Novartis and heart failure researchers knew about the cases. They had been reported at a meeting in September 2005 by the authors of the Nature Medicine paper, which itself was a follow-up looking at potential mechanisms by which imatinib might affect cardiac cells. The experiments were done primarily in human cells and in mice.

"There was a pretty big overreaction to the paper on the part of the press, and this inflamed the situation," says lead investigator Dr. Thomas Force, clinical director of the Center for Translational Medicine at Jefferson Medical College.

"Our report was simply designed to point out that heart failure can occur and therefore needs to be monitored," he says. "I think the drug will probably turn out to be quite safe if patients are watched."

The findings appeared at a time when many are concerned about the cardiac side effects of some "targeted" cancer therapies.

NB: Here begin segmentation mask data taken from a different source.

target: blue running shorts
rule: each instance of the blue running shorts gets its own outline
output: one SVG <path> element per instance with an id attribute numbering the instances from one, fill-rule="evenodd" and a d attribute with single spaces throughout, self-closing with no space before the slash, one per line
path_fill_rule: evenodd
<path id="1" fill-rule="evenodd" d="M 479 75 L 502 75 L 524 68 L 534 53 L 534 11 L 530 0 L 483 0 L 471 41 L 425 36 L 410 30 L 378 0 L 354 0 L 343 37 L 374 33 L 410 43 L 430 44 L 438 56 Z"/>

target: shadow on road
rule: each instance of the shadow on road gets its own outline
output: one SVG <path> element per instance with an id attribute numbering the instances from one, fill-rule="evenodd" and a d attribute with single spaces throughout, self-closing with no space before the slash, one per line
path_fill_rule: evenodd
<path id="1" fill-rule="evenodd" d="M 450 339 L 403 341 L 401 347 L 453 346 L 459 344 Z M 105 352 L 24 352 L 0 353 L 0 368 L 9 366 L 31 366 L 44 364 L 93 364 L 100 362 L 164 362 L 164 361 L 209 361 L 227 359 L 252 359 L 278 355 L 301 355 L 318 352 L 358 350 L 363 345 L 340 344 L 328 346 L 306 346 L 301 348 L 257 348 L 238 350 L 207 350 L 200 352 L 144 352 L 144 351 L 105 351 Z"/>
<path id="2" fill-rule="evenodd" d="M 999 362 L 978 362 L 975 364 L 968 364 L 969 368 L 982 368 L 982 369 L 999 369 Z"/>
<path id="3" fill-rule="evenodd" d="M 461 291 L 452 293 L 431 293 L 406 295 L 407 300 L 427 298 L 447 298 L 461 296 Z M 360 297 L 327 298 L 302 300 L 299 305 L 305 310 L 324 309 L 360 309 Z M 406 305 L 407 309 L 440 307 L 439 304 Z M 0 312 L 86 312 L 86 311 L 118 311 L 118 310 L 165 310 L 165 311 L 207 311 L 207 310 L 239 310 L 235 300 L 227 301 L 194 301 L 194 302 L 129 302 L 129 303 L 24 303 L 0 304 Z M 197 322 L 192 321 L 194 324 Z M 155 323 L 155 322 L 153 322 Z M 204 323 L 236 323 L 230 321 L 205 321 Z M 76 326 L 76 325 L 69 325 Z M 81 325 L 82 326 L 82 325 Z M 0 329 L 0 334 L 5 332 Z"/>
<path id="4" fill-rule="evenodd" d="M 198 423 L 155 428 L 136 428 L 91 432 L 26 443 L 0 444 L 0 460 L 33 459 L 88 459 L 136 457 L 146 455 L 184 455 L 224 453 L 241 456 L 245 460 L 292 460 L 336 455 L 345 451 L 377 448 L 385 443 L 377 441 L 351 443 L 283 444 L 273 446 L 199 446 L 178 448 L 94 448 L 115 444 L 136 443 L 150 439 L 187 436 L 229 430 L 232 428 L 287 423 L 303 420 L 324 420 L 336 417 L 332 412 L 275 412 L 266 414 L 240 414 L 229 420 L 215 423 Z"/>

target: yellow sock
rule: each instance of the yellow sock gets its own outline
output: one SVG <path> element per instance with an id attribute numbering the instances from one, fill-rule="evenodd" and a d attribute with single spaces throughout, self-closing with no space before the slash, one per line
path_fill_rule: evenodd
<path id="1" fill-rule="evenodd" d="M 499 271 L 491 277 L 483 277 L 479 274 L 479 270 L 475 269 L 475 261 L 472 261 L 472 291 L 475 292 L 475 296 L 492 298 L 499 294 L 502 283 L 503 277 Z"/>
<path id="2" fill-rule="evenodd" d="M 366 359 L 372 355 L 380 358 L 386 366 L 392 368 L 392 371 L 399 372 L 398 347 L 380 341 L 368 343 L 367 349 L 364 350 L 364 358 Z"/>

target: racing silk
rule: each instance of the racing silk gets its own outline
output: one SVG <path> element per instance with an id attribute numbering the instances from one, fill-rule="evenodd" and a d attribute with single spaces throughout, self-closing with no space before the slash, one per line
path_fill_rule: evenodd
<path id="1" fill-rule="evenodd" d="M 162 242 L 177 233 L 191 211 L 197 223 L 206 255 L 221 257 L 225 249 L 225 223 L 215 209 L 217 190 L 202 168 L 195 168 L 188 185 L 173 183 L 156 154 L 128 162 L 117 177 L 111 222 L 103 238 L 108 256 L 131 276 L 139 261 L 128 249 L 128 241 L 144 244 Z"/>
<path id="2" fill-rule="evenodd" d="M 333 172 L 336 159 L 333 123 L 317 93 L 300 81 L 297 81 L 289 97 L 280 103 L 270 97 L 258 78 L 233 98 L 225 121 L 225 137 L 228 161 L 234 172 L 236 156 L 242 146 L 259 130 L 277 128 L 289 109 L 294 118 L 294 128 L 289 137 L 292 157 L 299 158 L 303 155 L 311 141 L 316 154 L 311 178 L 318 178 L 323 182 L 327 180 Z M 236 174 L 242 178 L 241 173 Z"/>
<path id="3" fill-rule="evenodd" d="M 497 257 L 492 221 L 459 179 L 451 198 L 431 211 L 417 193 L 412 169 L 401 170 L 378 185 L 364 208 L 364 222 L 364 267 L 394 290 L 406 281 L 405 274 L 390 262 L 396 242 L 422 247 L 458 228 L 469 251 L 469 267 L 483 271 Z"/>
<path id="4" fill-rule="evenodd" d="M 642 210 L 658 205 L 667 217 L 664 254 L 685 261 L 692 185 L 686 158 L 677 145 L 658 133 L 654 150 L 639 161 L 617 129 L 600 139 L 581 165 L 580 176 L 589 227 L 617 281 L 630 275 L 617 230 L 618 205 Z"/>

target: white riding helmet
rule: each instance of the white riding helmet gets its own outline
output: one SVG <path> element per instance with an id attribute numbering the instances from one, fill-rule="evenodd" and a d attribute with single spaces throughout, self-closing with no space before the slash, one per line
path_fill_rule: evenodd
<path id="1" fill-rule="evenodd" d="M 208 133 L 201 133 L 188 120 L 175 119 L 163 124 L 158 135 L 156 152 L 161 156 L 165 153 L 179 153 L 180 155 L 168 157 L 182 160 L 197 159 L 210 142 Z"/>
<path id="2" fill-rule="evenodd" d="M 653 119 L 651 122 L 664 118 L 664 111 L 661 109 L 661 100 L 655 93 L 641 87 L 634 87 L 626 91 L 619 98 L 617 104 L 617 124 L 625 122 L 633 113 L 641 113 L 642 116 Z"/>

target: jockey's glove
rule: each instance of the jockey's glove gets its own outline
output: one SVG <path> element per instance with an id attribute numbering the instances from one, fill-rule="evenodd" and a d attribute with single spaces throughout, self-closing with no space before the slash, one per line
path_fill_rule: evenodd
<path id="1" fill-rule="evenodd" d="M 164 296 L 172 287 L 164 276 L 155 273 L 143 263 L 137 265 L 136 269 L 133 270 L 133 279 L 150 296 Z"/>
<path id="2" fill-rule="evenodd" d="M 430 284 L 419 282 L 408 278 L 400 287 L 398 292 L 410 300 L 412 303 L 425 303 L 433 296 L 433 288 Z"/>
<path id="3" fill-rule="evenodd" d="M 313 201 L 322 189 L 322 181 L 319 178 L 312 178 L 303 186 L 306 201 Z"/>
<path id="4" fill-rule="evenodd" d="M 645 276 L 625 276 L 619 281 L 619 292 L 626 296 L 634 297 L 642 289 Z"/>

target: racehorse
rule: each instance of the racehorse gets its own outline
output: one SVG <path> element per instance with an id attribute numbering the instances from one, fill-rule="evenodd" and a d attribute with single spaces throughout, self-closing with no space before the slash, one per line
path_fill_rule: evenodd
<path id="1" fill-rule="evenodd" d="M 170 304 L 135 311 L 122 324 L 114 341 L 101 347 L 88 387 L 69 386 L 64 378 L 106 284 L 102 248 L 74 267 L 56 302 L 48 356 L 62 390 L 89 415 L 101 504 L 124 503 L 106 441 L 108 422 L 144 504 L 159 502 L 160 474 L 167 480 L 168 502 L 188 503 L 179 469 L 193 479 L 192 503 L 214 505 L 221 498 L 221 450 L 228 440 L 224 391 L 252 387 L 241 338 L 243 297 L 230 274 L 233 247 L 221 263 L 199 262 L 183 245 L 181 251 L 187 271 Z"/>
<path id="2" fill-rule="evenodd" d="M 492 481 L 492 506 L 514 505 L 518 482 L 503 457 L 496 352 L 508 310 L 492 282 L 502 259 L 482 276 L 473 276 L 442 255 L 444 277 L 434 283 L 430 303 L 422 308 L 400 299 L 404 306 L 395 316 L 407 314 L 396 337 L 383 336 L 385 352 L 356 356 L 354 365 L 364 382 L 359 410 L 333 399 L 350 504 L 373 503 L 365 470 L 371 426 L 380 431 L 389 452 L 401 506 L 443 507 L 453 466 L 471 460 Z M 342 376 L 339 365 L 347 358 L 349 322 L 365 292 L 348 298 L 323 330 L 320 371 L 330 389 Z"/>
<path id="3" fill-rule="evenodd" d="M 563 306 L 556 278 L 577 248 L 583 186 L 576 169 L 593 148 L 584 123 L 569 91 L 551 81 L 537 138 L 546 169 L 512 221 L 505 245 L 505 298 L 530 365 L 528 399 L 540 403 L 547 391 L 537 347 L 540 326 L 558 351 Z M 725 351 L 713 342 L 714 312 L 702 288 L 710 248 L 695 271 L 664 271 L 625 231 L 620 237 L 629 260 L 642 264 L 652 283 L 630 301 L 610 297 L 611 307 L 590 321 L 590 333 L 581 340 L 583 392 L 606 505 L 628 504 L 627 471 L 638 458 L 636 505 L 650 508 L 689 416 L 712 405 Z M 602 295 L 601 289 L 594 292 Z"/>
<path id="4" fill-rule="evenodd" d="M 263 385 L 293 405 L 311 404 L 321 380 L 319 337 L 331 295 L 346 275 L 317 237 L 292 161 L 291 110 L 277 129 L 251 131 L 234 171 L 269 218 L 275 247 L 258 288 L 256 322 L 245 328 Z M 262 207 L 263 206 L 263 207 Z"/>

Drugs such as dasatinib (Sprycel), bevacizumab (Avastin), and sunitinib (Sutent) may slightly increase the risk of heart failure. This has led to calls for better monitoring of cardiac function early in clinical trials and beyond (rare side effects often appear after a drug is on the market).

"This study should encourage us to look more carefully for cardiotoxic side effects with these drugs because it does seem to be becoming a larger problem," says Dr. Douglas Mann, chief of cardiology at Baylor College of Medicine at the Texas Heart Institute at St. Luke's Episcopal Hospital.

"We know far less than we need to know about imatinib and cardiac side effects," adds Dr. Mann, who wrote an accompanying commentary in Nature Medicine.

He stresses the critical importance of monitoring heart function in patients. Physical examinations may not detect the milder forms of heart failure in patients with no symptoms, yet these patients need to be monitored and, if necessary, treated.

"We need prospective studies," adds Dr. Force. The only reliable way to assess the risk of cardiotoxicity is through studies that test heart function prior to treatment and periodically during the treatment, he says. (Retrospective reviews of clinical trials only detect patients with relatively advanced heart failure.)

But in the meantime, he cautions against scaring patients away from drugs that can help them.

Imatinib has been so effective that some patients were skeptical of the initial news reports. A woman who had just completed a triathlon and another who had been hiking in the San Francisco hills each left Dr. Druker messages, saying "I've never felt better."

"But people certainly heard the news and were concerned, and I had to spend a lot of time reassuring patients," Dr. Druker says.

He expects that research groups with large numbers of patients will eventually publish data on the incidence of heart failure and imatinib in the scientific literature, and "this will set the record straight."